The crucial issue for investors is whether these positive trends can be sustained after the 2027 elections.
In a deep political intervention regarding Greece, UBS proceeds to warn that the period of Mitsotakis’ monopoly is heading toward its end and that the famed economic “miracle” promoted in recent years is definitively exhausted after 2026. The Swiss bank records the rapid rise of political risk, implying that the government’s positive narratives now collide with a reality that is becoming increasingly fragile for the markets, for investors and for the country’s own economic stability. Specifically, as UBS notes, the parliamentary elections are expected by July 2027. The key points for the electoral landscape are:
1) The electoral system is reinforced proportional representation, which grants between 20 and 50 bonus seats to the first party if it gathers at least 25%.
2) New Democracy (ND) remains the most popular party, however its support in current polls (around 30%) is lower than in the previous two elections (40% and 41%).
3) This lower percentage implies the need for a coalition government and a likely end to the single-party governance that has existed since 2019.
4) ND maintains a clear lead over the main opposition forces (PASOK, Hellenic Solution and Course of Freedom), whose popularity hovers around 10%–15%.
Also, UBS notes, “The Mitsotakis government has managed to successfully absorb EU (RRF) funds, implement key structural reforms and achieve a significant reduction of public debt through mild fiscal policy. The crucial issue for investors is whether these positive trends can be sustained after the 2027 elections.”
The usual wishful thinking
Beyond that, UBS attempts to reassure the markets with a series of optimistic forecasts for the Greek economy, forecasts that resemble wishful thinking more than realistic assessment. According to its estimates, the Greek economy is expected to maintain stable growth, with real GDP increasing by 2.2% in 2025, 2.4% in 2026 and 1.8% in 2027. At the same time, inflation is expected to gradually decline, from 2.5% in 2025 to 2.2% in 2027. A persistent problem will be the current account balance, which will remain negative but with a downward trend, from -5.8% of GDP in 2025 to -4.4% in 2027. According to UBS, the trajectory of Greek debt will continue to be downward, with the debt-to-GDP ratio reaching 145% in 2027 and estimated to fall below 100% approximately by 2035. As the Swiss bank notes, despite the fact that in 2027 Greece will remain, along with Italy, Brazil and the United States, among the countries with the highest debt, its reduction dynamic is strong.

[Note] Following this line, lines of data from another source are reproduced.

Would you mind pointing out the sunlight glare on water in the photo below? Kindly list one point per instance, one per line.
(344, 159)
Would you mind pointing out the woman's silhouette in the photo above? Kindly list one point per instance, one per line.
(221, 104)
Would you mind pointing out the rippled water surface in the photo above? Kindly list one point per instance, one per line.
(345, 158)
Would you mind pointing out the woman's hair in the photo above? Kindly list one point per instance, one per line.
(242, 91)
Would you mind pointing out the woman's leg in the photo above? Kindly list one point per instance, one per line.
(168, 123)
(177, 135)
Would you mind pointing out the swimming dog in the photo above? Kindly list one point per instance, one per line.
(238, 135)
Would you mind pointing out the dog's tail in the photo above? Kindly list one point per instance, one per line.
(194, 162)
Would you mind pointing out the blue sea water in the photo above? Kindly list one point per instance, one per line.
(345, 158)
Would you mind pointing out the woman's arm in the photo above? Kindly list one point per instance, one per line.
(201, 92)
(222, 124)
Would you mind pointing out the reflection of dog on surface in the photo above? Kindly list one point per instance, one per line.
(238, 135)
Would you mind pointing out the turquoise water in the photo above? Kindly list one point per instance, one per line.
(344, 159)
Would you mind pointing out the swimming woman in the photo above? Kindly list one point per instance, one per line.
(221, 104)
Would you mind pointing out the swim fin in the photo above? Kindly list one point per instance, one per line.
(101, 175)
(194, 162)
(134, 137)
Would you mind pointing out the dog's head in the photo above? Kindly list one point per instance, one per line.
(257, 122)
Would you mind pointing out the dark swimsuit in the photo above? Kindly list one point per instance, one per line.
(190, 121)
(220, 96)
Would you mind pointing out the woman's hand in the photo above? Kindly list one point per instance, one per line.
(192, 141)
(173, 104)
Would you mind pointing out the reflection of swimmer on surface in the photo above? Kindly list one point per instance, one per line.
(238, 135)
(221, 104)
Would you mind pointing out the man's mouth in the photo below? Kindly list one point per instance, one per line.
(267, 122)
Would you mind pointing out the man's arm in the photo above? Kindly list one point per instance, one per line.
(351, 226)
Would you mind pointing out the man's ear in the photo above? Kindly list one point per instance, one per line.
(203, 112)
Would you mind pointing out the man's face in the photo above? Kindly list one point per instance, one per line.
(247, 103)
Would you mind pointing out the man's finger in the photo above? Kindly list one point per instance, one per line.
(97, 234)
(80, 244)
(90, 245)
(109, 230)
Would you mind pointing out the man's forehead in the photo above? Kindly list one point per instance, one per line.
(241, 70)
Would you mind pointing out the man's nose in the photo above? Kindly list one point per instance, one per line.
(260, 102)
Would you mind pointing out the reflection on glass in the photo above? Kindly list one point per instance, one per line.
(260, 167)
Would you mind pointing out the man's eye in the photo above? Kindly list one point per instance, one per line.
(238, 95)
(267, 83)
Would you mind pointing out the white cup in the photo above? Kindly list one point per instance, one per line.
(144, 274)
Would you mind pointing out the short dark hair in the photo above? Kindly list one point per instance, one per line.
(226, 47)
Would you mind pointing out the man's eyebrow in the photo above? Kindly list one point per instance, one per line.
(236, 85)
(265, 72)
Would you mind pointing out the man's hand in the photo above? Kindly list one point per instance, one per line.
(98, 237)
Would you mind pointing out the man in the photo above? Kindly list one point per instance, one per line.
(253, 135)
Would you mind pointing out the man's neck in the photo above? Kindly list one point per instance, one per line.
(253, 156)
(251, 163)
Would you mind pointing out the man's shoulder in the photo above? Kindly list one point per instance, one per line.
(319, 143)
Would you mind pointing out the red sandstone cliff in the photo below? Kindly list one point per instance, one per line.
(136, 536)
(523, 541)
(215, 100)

However, behind this “rosy” narrative, it also warns that the decline in the working-age population (15–64 years) is projected around -6% by 2030, while the fertility rate remains below 1.5 children per woman. These demographic trends pose significant challenges for the labor market and social security. Also, Greece is expected to maintain high defense spending, around 2.5% of GDP, a fact that places the country high among EU states. However, the absorption of SAFE loans remains low, just above 0.02% of GDP, indicating room for improvement in the utilization of European resources.